I refused to lose. I pivoted to an external, uncontrolled source of internet—our neighbors, with whom we were good friends. Their router sat on a windowsill, and the default Wi‑Fi password was printed on a sticker facing the glass. I used binoculars to read the 16‑digit WPA key from my bedroom window. I connected, and I was back online. He never won that war.

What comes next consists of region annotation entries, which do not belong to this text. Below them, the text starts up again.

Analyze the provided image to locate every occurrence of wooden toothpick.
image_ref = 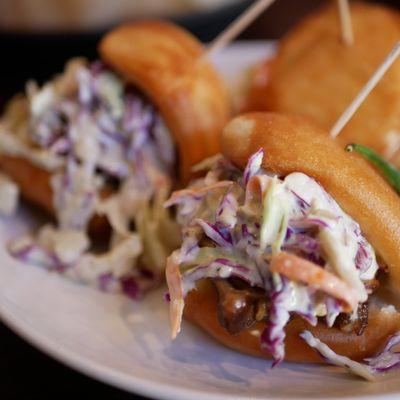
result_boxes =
[337,0,354,46]
[331,41,400,138]
[203,0,276,57]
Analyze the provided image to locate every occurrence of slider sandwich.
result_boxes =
[0,21,229,297]
[166,113,400,379]
[247,2,400,166]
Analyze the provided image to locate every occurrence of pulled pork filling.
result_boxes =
[0,59,179,297]
[166,150,400,378]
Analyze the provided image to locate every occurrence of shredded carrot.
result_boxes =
[270,252,360,312]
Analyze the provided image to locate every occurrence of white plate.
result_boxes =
[0,44,400,400]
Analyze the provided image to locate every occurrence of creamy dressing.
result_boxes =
[0,60,179,290]
[0,173,19,216]
[168,151,378,340]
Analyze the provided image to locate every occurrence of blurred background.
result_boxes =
[0,0,400,400]
[0,0,400,106]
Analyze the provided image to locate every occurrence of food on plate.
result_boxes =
[346,143,400,194]
[247,2,400,166]
[166,113,400,379]
[0,21,229,297]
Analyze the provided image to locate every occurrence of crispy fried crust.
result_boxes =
[185,280,400,362]
[247,3,400,165]
[222,113,400,290]
[99,21,229,181]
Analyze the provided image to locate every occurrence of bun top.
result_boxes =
[99,21,230,181]
[249,2,400,165]
[222,112,400,290]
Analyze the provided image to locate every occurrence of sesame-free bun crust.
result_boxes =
[184,280,400,363]
[0,21,229,236]
[247,2,400,166]
[222,112,400,291]
[99,21,229,181]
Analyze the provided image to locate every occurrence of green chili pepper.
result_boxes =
[346,144,400,194]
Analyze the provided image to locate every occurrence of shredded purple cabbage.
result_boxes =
[243,149,264,187]
[261,278,290,367]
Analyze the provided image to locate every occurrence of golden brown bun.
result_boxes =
[184,280,400,362]
[247,3,400,166]
[99,21,229,181]
[222,113,400,291]
[0,154,110,240]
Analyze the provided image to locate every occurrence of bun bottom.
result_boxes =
[184,279,400,363]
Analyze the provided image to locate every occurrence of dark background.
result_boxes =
[0,0,400,400]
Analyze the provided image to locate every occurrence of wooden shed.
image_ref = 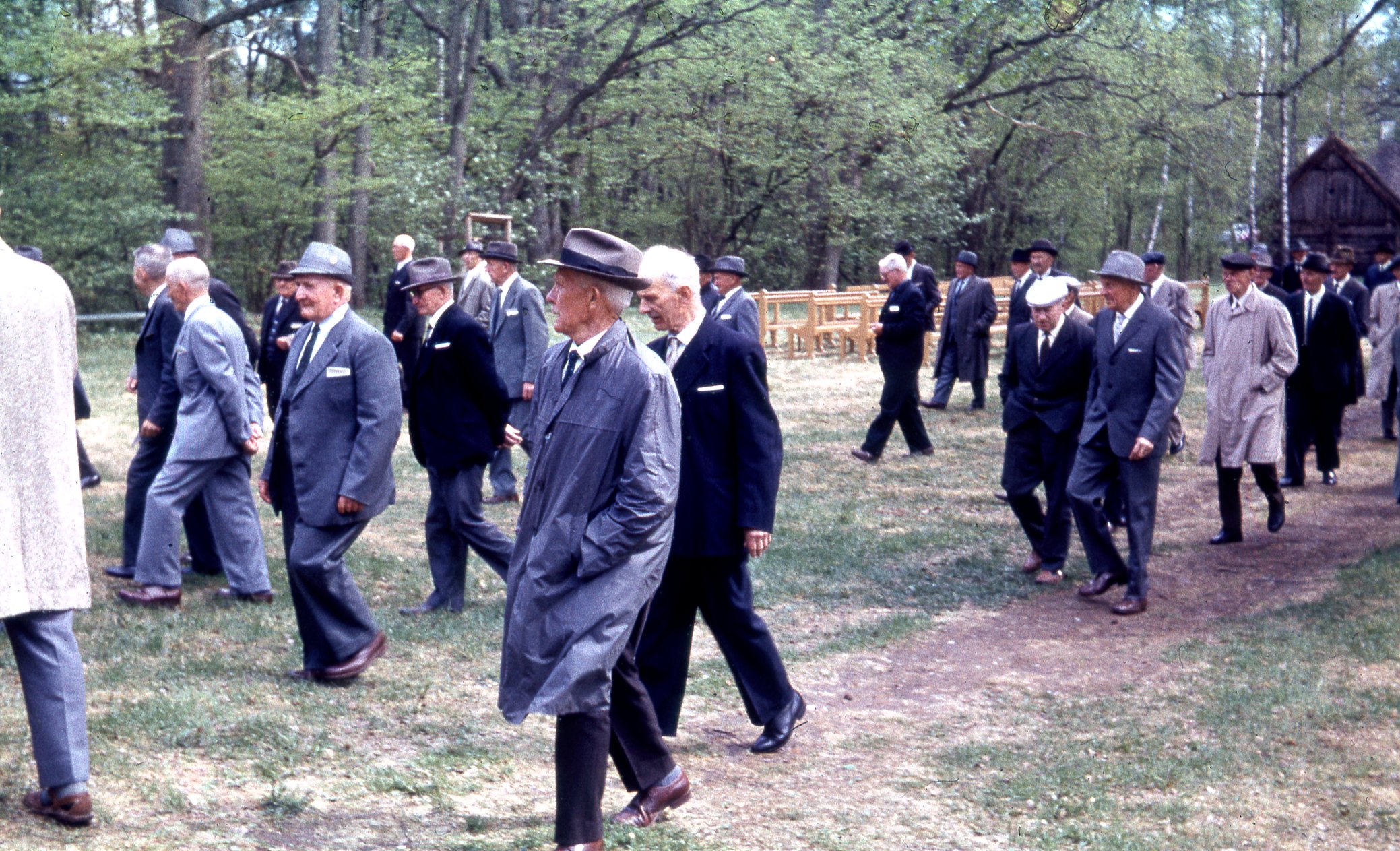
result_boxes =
[1288,135,1400,256]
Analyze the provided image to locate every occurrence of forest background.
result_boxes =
[0,0,1400,312]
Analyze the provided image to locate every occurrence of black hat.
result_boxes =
[1221,251,1256,272]
[1304,252,1331,274]
[482,242,521,263]
[403,257,458,290]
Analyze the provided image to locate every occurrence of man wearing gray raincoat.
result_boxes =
[499,228,690,851]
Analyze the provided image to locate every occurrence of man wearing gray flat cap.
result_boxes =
[920,251,997,410]
[1069,251,1186,614]
[499,228,690,851]
[257,242,403,681]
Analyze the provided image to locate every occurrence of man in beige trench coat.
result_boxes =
[1200,253,1298,544]
[0,242,92,826]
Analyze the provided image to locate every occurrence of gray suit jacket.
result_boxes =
[166,301,263,460]
[710,287,761,343]
[262,311,403,526]
[490,274,549,399]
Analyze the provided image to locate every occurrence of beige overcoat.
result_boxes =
[0,243,91,617]
[1200,286,1298,468]
[1366,284,1400,399]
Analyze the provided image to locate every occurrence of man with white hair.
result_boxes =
[118,257,272,606]
[637,245,806,753]
[851,253,934,464]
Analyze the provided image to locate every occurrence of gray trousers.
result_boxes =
[134,455,272,594]
[4,612,88,790]
[423,465,514,612]
[491,399,531,497]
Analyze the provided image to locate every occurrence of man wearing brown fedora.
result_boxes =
[399,257,519,614]
[499,228,690,851]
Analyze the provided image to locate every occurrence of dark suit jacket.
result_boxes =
[1000,318,1093,434]
[875,280,926,373]
[1284,290,1357,404]
[136,292,185,435]
[649,322,783,559]
[1079,296,1186,458]
[409,304,511,473]
[257,295,301,383]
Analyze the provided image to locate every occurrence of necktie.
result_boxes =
[559,348,584,386]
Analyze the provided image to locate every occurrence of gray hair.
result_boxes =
[879,255,909,272]
[165,257,209,292]
[131,242,174,282]
[637,245,703,308]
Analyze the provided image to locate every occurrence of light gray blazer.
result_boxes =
[262,311,403,526]
[490,274,549,399]
[166,301,263,460]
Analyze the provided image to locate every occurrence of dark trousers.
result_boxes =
[1001,420,1079,571]
[861,365,934,456]
[122,429,224,574]
[1284,391,1345,484]
[554,610,676,846]
[423,465,514,612]
[1067,429,1162,599]
[637,555,792,736]
[1215,455,1284,535]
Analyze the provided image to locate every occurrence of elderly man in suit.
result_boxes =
[106,243,222,579]
[118,257,272,606]
[399,257,519,614]
[257,260,301,412]
[922,251,997,410]
[456,239,496,332]
[257,242,403,681]
[499,228,690,851]
[637,245,806,753]
[1143,251,1196,455]
[1200,253,1298,544]
[0,241,92,823]
[1279,253,1358,487]
[851,255,934,464]
[1000,277,1093,585]
[161,228,261,367]
[482,242,549,505]
[1069,251,1186,614]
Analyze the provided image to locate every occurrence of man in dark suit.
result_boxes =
[1067,251,1186,614]
[637,245,806,753]
[922,251,997,410]
[895,239,944,332]
[106,243,222,579]
[851,255,934,464]
[257,260,301,413]
[257,242,403,681]
[1279,253,1357,487]
[399,257,519,614]
[1000,277,1093,585]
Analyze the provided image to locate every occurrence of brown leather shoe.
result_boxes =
[24,790,92,827]
[214,586,273,603]
[613,771,690,827]
[116,585,179,608]
[1109,596,1147,614]
[317,631,389,681]
[1079,571,1121,596]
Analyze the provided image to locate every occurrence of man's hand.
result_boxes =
[743,529,773,559]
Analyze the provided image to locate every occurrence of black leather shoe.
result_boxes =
[749,691,806,753]
[1211,529,1244,544]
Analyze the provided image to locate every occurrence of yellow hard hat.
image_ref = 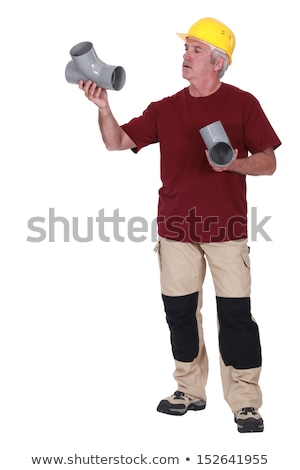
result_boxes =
[177,18,235,64]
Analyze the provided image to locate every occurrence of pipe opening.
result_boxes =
[209,142,234,166]
[70,42,93,57]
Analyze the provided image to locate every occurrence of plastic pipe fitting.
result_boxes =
[65,42,126,91]
[199,121,234,167]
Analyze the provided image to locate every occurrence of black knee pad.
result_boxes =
[162,292,199,362]
[217,297,262,369]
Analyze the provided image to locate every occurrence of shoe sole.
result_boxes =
[157,400,206,416]
[234,418,264,433]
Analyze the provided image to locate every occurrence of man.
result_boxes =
[79,18,281,432]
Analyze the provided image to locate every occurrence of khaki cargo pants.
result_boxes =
[156,237,262,412]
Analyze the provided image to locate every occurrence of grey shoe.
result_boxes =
[157,391,206,416]
[234,406,264,432]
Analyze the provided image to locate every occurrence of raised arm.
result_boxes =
[79,80,136,150]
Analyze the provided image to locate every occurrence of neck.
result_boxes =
[189,80,221,98]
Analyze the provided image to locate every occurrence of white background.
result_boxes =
[0,0,299,470]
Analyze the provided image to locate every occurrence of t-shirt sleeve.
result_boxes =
[244,94,281,154]
[121,103,158,152]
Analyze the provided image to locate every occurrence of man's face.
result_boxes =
[182,38,213,81]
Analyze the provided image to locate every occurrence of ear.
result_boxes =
[214,57,225,71]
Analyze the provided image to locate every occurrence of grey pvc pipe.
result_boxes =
[199,121,234,167]
[65,42,126,91]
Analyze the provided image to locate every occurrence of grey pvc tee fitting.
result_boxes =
[65,42,126,91]
[199,121,234,167]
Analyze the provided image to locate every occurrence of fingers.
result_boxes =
[78,80,103,100]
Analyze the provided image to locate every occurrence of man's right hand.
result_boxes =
[78,80,109,109]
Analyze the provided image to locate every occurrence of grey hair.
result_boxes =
[210,48,229,78]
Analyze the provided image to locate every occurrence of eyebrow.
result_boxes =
[185,43,203,51]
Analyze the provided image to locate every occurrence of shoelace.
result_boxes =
[174,390,190,400]
[240,406,257,415]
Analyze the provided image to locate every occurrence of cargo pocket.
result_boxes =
[153,238,161,272]
[241,245,250,269]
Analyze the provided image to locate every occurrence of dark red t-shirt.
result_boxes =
[122,83,281,243]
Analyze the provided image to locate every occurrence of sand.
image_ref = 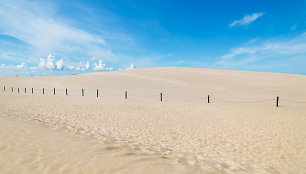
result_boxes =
[0,68,306,173]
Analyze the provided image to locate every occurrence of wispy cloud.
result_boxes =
[216,33,306,68]
[229,13,265,27]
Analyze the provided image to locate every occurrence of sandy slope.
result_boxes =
[0,68,306,173]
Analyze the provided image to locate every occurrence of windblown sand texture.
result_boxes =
[0,68,306,174]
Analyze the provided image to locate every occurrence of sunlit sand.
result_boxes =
[0,68,306,173]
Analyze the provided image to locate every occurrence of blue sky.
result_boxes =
[0,0,306,75]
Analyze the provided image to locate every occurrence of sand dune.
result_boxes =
[0,68,306,173]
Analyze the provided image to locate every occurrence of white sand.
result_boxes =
[0,68,306,173]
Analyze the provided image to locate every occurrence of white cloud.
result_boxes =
[93,60,105,71]
[66,65,74,70]
[0,0,115,62]
[75,66,81,71]
[38,55,55,70]
[55,59,64,70]
[125,63,136,70]
[15,63,26,69]
[229,13,264,27]
[38,54,64,70]
[85,61,90,70]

The best part was my dad’s face when he realized he had inadvertently trained a 12‑year‑old security researcher. He walked in one evening and saw me running Kali Linux, capturing packets with Wireshark, mapping the neighborhood with Maltego. At that moment he stopped trying to control me and started teaching me not to be stupid. As soon as the restrictions disappeared, I returned to a normal sleep schedule. His attempt to control the problem had only made it worse—it sharpened my skills and turned circumvention into a game.

I tell this story because the agent is the child me. The human plays the role of dad.